A pressure-reducing regulator, also known as a high pressure regulator, is a valve that reduces pressurized fluid or gas to a lower pressure and delivers it for consumption. The fluid or gas may be supplied, for example, from a high pressure cylinder or via a hose from a compressor. Consequently, high pressure regulators are used to allow high-pressure fluid or gas supply lines or tanks to be reduced to safe and/or usable pressures for various applications. A common application for high pressure regulators is compressed natural gas (CNG), which is a fossil fuel substitute for gasoline, diesel, or propane. CNG is a more environmentally clean fuel alternative and safer than conventional fuels in the event of a spill. CNG is typically stored and distributed in hard containers at a pressure of 3600 psi, usually in cylindrical or spherical shapes. Recent advancements in technology have resulted in CNG being used as fuel for traditional gasoline internal combustion engine vehicles that have been converted for CNG consumption.

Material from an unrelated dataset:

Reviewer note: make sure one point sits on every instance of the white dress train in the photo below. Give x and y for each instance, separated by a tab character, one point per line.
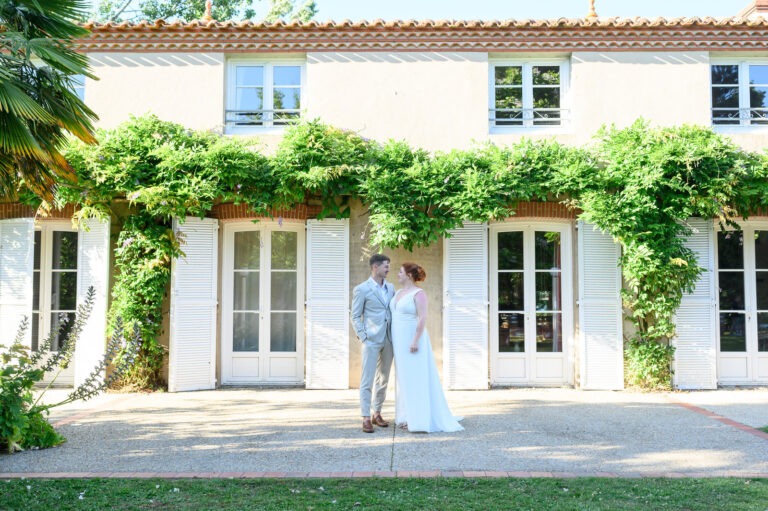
420	401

Conventional high pressure regulators utilize a well-known diaphragm and spring mechanism to regulate pressure and flow. U.S. Pat. No. 5,443,083, for example, discloses a pressure-reducing regulator for CNG including a diaphragm and spring mechanism. This design, however, inherently causes the regulator to “droop” or cause an undesirable drop in the outlet pressure and flow. The well-known droop phenomenon is caused by high demand from the outlet port causing the pressure to drop while waiting for the diaphragm and spring to overcome the pressure drop and increase the opening at the pressure reduction orifice. In short, when there is an increased need for fuel (such as in response to a gas pedal push in a motor vehicle implementation), the diaphragm and spring design exhibits a time delay in meeting the increased fuel need. This can be disadvantageous in a vehicle implementation where drivers expect immediate responses to pedal commands. Further, the droop phenomenon can negatively affect the emissions of an internal combustion engine.
Another well-known drawback of conventional high pressure regulators involves the overly-simplistic manner in which pressure is regulated. In a standard diaphragm and spring-design regulator, the diaphragm and spring components react solely to the amount of pressure the components experience. Thus, the regulator functions performed by standard diaphragm and spring-design regulators are dictated solely by current pressure conditions, such as the level of in-bound gas pressure. Other known approaches to high pressure regulator design may allow other data to be taken into account while performing regulator functions. U.S. Pat. No. 6,889,705, for example, discloses regulator functions that are dictated by fuel flow conditions. Internal combustion engine vehicles, however, involve a multitude of complex systems that are affected by a plethora of conditions and data. The currently available high pressure regulators, however, do not adequately account for the many relevant factors when performing regulator functions.
Therefore, a need exists to overcome the problems with the prior art as discussed above, and particularly for a more efficient high pressure regulator that provides a desirable pressure and flow, and takes various relevant factors into account when performing regulator functions.